Johannesburg: India captain Mahendra Singh Dhoni on Wednesday said that “getting used to the pace and bounce” in South African conditions will be the biggest challenge for his young team, which is here to play three ODIs and two Tests.
“One of the big challenges is to get used to the pace and bounce. If you are just new to the international circuit, then it becomes more of a challenge. The reason being, in India even on the best of wickets you don’t get the same pace, or even bowlers who can generate similar pace and bounce.
“So it makes slightly more difficult for the players who have just made their debut in the international arena,” Dhoni told reporters at the pre-match press conference.
He, though, believed that there are some players who have had international experience.
“But at the same time there are a few players (in the side) who have been playing for the last few seasons and have had a decent outing all over the world. When you come to the same venue, you know how the situation or condition will be, and it gives an edge to adapt quickly. At the end of the day, experience always counts.”
Young they may be, but this Indian lot is also very enthusiastic about their cricket. And now, they will be raring to take on the challenge of facing some of the best fast bowlers in world cricket.
The battle then essentially will be between Indian batsmen and South Africa bowlers. How they cope up with the likes of Dale Steyn, Morne Morkel and Vernon Philander will be intriguing to say the least.
“Strategies have always been formed against batsmen. Batsmen form their own strategies to counter bowlers’ plans. The real challenge is how you are able to change your game and adapt as per different conditions. More important than strategies is who scores more runs and takes more wickets,” said Dhoni.
That, again, brings up the topic of the Indian bowling, the same deemed ‘weak’ by his counterpart.
“It is important how you exploit the conditions,” he replied, when pointed out.
“It’s not important if you have the best bowlers. I think we have done pretty well. There have been ups and downs. We have really struggled when there is dew on the field or the wickets are really flat. That’s an area where our bowlers haven’t done outstandingly well,” Dhoni said.
“But if there is help for them, fast bowlers or spinners, they have made use of it and done well. So we are happy with how they have done, quite happy with both ups and downs.”
It is a fact that India go into this ODI rubber as the world’s No.1 side. It is also a fact that they have never won a bilateral series in South Africa, and their record in the ODIs is poor as well.
“It is not about favourites. The poor record wasn’t on my mind, but there have been instances, where we had an opportunity to win the series, but we didn’t cash in on it. So, what is important is how you play cricket on that particular day.

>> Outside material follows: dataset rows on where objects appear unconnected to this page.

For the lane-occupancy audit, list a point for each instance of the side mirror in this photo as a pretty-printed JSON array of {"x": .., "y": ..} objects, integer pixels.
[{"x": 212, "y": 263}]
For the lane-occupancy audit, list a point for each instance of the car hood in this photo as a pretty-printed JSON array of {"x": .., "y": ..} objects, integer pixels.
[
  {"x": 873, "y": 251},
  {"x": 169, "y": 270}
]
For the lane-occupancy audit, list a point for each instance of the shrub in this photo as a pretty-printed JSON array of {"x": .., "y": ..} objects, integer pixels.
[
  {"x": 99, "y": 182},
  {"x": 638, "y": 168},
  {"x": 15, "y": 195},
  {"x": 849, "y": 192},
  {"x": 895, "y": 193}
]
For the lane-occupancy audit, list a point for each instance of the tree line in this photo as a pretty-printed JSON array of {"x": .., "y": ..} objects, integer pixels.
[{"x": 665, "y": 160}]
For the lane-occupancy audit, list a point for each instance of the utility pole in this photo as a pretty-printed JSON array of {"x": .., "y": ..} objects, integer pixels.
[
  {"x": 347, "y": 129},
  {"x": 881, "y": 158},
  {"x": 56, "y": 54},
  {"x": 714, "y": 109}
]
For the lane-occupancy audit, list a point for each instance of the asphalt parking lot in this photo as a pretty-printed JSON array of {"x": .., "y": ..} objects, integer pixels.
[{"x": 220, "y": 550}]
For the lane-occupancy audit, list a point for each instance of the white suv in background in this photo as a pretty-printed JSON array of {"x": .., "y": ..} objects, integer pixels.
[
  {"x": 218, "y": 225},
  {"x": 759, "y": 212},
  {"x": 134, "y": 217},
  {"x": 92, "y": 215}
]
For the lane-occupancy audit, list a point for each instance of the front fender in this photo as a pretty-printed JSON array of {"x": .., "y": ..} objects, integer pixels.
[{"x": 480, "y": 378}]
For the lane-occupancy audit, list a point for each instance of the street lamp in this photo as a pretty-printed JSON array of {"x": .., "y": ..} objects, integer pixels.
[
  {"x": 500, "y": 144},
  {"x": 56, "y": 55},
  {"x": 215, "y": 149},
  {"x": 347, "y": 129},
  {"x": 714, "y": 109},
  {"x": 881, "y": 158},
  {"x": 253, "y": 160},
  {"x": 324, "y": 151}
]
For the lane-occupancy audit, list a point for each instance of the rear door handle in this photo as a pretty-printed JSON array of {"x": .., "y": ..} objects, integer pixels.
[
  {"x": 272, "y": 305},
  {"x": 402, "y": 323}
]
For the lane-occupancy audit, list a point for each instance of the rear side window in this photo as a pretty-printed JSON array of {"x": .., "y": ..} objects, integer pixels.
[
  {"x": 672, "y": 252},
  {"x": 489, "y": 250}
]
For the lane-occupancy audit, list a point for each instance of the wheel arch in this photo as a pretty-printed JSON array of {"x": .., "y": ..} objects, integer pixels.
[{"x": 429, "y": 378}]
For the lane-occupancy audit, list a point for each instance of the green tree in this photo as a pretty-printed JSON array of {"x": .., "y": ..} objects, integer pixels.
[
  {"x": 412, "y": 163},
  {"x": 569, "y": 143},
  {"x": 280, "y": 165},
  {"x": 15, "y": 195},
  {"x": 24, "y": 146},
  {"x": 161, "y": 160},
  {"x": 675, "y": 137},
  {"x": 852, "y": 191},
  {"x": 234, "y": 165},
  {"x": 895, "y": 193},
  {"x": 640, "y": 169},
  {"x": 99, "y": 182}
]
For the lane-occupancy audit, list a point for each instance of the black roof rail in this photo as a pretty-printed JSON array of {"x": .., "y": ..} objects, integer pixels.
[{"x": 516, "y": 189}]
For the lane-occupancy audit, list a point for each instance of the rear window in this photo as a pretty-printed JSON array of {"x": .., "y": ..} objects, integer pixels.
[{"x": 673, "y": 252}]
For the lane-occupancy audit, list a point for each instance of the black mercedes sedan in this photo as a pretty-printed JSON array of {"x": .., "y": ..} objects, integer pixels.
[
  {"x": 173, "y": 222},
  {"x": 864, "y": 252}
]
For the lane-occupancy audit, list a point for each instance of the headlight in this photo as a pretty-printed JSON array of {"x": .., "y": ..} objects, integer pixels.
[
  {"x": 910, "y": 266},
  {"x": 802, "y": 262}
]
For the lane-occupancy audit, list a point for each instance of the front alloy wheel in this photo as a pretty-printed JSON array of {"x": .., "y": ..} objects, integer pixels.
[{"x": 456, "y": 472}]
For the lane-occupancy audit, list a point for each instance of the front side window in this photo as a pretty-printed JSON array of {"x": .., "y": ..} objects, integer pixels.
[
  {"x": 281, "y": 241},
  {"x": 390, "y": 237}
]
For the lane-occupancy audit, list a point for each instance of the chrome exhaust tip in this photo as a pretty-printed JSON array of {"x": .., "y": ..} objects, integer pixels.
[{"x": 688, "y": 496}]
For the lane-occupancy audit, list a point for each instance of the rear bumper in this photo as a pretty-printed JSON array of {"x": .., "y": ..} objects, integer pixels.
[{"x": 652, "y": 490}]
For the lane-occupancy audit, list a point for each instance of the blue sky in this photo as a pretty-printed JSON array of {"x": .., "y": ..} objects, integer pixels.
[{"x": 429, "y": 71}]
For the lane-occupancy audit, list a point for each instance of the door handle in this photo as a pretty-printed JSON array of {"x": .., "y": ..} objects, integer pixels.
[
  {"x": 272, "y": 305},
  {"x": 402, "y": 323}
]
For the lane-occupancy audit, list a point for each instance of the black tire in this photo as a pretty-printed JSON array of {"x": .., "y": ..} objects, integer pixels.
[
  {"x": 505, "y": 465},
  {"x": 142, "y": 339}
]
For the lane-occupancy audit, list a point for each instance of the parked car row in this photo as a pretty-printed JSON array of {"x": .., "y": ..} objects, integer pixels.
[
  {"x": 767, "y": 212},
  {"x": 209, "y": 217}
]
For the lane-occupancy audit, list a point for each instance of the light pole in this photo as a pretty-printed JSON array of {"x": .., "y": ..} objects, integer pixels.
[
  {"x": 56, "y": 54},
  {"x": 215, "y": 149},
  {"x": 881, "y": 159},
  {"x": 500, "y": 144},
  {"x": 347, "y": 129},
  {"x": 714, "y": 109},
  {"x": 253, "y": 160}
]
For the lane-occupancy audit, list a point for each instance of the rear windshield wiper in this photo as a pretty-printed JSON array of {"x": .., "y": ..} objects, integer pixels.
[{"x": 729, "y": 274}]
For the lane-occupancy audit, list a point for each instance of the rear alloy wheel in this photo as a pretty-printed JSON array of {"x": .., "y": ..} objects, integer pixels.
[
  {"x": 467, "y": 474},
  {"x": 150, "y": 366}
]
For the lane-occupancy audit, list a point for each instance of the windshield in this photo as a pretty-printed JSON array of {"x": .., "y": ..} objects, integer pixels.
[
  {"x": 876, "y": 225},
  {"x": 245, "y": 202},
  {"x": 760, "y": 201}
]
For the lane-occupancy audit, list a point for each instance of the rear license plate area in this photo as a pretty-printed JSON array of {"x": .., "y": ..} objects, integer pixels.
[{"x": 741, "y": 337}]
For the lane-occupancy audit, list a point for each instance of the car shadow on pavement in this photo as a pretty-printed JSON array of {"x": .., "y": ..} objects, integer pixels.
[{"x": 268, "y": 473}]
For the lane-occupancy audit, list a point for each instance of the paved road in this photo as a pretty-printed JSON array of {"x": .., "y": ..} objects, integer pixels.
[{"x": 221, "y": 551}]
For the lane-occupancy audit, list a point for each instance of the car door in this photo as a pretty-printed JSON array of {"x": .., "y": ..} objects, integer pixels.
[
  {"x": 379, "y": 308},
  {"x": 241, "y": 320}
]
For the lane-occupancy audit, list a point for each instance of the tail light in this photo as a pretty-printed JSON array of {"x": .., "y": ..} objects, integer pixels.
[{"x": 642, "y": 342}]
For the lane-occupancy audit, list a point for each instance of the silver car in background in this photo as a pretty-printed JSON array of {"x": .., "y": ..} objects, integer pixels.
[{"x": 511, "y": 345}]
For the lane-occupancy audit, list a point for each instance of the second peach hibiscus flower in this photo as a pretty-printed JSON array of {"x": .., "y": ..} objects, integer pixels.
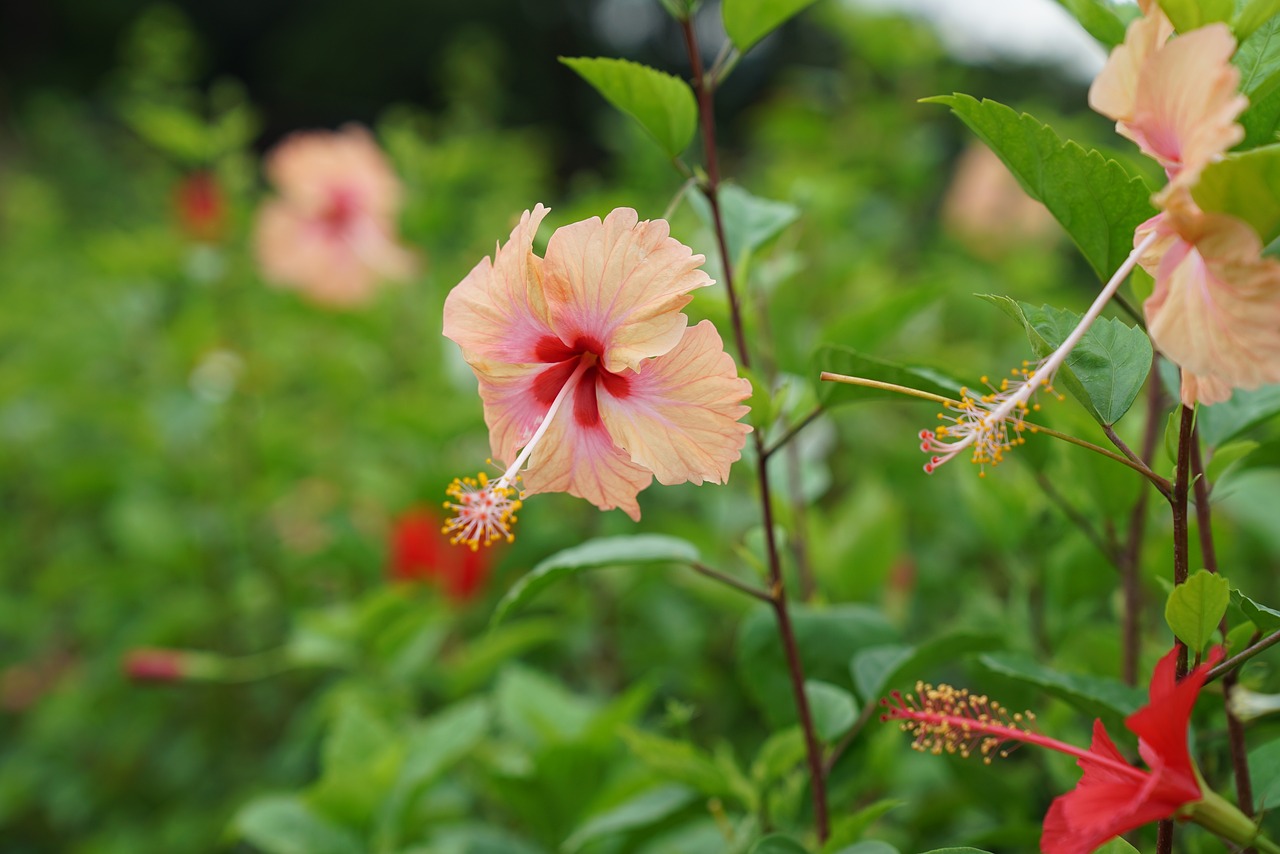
[{"x": 589, "y": 370}]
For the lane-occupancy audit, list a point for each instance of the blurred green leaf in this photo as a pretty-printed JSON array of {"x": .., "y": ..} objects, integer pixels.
[
  {"x": 1255, "y": 14},
  {"x": 607, "y": 551},
  {"x": 749, "y": 21},
  {"x": 877, "y": 668},
  {"x": 662, "y": 104},
  {"x": 1098, "y": 18},
  {"x": 638, "y": 812},
  {"x": 1095, "y": 199},
  {"x": 778, "y": 844},
  {"x": 1105, "y": 370},
  {"x": 1194, "y": 608},
  {"x": 1189, "y": 14},
  {"x": 287, "y": 825},
  {"x": 827, "y": 639},
  {"x": 1244, "y": 186},
  {"x": 749, "y": 220},
  {"x": 1093, "y": 695},
  {"x": 1265, "y": 766},
  {"x": 1260, "y": 615},
  {"x": 842, "y": 360},
  {"x": 1225, "y": 421},
  {"x": 832, "y": 708}
]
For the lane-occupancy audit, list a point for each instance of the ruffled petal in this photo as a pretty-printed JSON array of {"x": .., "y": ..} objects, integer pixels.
[
  {"x": 1187, "y": 103},
  {"x": 497, "y": 314},
  {"x": 621, "y": 283},
  {"x": 679, "y": 416},
  {"x": 1216, "y": 305},
  {"x": 581, "y": 459}
]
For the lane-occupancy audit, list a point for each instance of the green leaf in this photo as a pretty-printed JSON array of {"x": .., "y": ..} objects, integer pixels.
[
  {"x": 1255, "y": 14},
  {"x": 750, "y": 222},
  {"x": 662, "y": 104},
  {"x": 287, "y": 825},
  {"x": 1265, "y": 619},
  {"x": 1244, "y": 186},
  {"x": 1098, "y": 18},
  {"x": 641, "y": 811},
  {"x": 1189, "y": 14},
  {"x": 877, "y": 668},
  {"x": 1095, "y": 199},
  {"x": 682, "y": 762},
  {"x": 778, "y": 844},
  {"x": 842, "y": 360},
  {"x": 1228, "y": 456},
  {"x": 1196, "y": 607},
  {"x": 749, "y": 21},
  {"x": 1093, "y": 695},
  {"x": 1105, "y": 371},
  {"x": 1265, "y": 763},
  {"x": 827, "y": 639},
  {"x": 1225, "y": 421},
  {"x": 832, "y": 708},
  {"x": 603, "y": 552}
]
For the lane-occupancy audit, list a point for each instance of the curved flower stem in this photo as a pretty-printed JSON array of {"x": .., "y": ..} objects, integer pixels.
[
  {"x": 777, "y": 588},
  {"x": 1162, "y": 485}
]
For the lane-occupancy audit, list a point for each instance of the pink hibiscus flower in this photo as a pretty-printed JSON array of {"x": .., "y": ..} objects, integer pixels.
[
  {"x": 589, "y": 370},
  {"x": 330, "y": 233}
]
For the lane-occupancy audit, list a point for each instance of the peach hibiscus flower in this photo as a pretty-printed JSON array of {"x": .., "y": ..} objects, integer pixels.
[
  {"x": 1215, "y": 309},
  {"x": 330, "y": 233},
  {"x": 589, "y": 371}
]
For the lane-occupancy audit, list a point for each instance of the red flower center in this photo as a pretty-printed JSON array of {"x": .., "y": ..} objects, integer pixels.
[{"x": 565, "y": 360}]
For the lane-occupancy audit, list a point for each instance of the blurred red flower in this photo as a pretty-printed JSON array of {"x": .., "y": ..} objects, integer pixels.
[
  {"x": 421, "y": 552},
  {"x": 201, "y": 206}
]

“We have seen that in ODIs, you need to get off to a good start. With the two new-ball rule and especially if conditions favour the fast bowlers, it is important how you play the first ten overs. Having wickets in hand, cashing in on the last 15 overs to get par plus score and then how you defend itů It all depends on how you play and the kind of impact individuals have on that day.”
Although Dhoni admitted that he hadn’t seen the pitch, AB de Villiers had talked about the grass on it. If some of it stays there, even the hosts will be wary of the threat Indian bowlers can pose. Both captains have candidly agreed that saving wickets early on, for an attack in the death overs, is the safest bet.
“Irrespective of where you are playing, wickets in hand always get you good runs in last 8-10 overs. In subcontinents, the wickets slow down and sometimes it is difficult for the new batsmen to come in and play shots. In those circumstances, we have not been able to get par-plus scores.